I grew up thinking that the word “pet” meant dog, cat or a combination thereof. To me, “exotic” pet owners were those with a tank full of something other than goldfish or a cage with a furry little creature such as a rabbit or hamster. Yes, I had a sheltered life. Imagine my shock when I learned that people keep snakes, iguanas and mice as pets! My point is that there are MANY types of pets out there, so how do you know which one is right for you?
Here are some common questions to ask not only yourself and your spouse, but your WHOLE family. Take EXTRA consideration into the preference of the primary pet caregiver (*cough* the military spouse *cough*). We all know that kids will argue with the oh so famous: “I’ll take care of him! I promise! I will walk him every day, clean out the tank/cage, feed him and play with him! Everything! I promise, promise, promise! Pretty, pretty, pretty pleeeeeaaaaasssseee!!” Then there is the service member that begs and pleads the same.
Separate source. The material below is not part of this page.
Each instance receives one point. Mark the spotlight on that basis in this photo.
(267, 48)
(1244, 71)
Then deployment orders come in. I think we all know how this story ends. So again, I emphasize, take the primary pet caregiver’s desires into consideration.
1.) Activity level: How much physical activity does your pet need per day? This can range from a 3 mile run twice a day for an active sporting dog down to absolutely nothing for fish. Be honest with yourself. If you do not run that much now, you will not run that much when you get your pet.
2.) Age: Do you SERIOUSLY have the patience for a baby animal? I am the one driving the “puppies are cute and kittens are cuddly” train, but I do not want either one as a pet. We prefer the “old souls” that have already been potty trained and are past the chewing phase.
3.) Commitment: How long are you willing to have a pet? I remember the day my husband told me that cats can live up to 20 years. I looked at my cat and told her she had better get used to me (she still hasn’t for all the inquiring minds). Is your family ready to commit to an animal for that long, or is your family more in the zone for a goldfish that may live a few weeks?
4.) Lifestyle: Along with commitment, does your lifestyle lead to a pet-friendly home? Are you guys jetting off every weekend for hours on end? Will having a dog cramp your style because you will be bound to a potty schedule? Maybe everyone in your home works long hours and can’t give a pet the attention it deserves. This could be a sign that you need a less interactive pet. Think iguana or turtle (again…*shudder*).
So you think you have it figured out? Have you factored being a military family into your pet decision yet? Did you just pause and wonder what being a military family has to do with getting a pet? Well I am here to tell you that it has EVERYTHING to do with making a pet choice. I get it, being a military family is hard. Sometimes it feels like we are never truly in charge of our lives with PCSs, deployments and the like. So I understand the frustration when it can feel like a gross overstep by Uncle Sam when we have to take our military status into account for pet ownership. In addition to the normal “Is this pet right for our family questions” you must ask yourself:
1.) Can this pet live in base housing? I know you may not live in base housing now or plan to in the future. I never did either (as I sit here typing from my base housing home), but plan like it could happen. That means taking a look at the restricted breeds. I know it’s not fair, but a few bad apples spoil the bunch. I don’t see the breed restriction policy changing anytime soon.
2.) Can this pet live in most rental properties? Same as base housing. See above.
3.) Can this pet live in extreme climate (hello Southwest desert or Alaska)? It’s probably not wise to take a lizard to the tundra or a Bernese Mountain dog to tropical Guam. I am not saying you can’t take your beloved pet friend; I am just saying think about your pet’s comfort.
4.) Can this pet move overseas? Look at your branch of service and the different possibilities for locations of future assignments overseas. Then take into account any restrictions those countries have on types of animals. Maybe birds can’t fly or ferrets aren’t allowed in. Do your research. And don’t say, “We will never move overseas.” I said the same thing. Again, as I sit here typing from our base housing overseas. The military has a funny way of turning “never” into “oh yes you are.” Don’t make your pet suffer.
5.) Stick to two pets of any variety. Two seems to be the magic number for maximum pets allowed in rentals, base housing, overseas, on Noah’s Ark, etc. I know it is hard to turn away pets, and that two is not set in stone everywhere (and yes I agree, cat’s shouldn’t count because they aren’t really pets; they are more mini-melodramatic humans, but they do count). So save yourself a broken heart and extra pet deposits and stick with two pets maximum. No matter what the variety.
It is definitely possible to have pets while moving all around the country and globe as a military family. We are living proof. We have had our “kids” for almost nine years and they have seen more of the world than most people. Ask them if they are impressed and the answer will be no. The key to being a successful pet owner AND military family is to plan ahead and choose wisely so that everyone wins.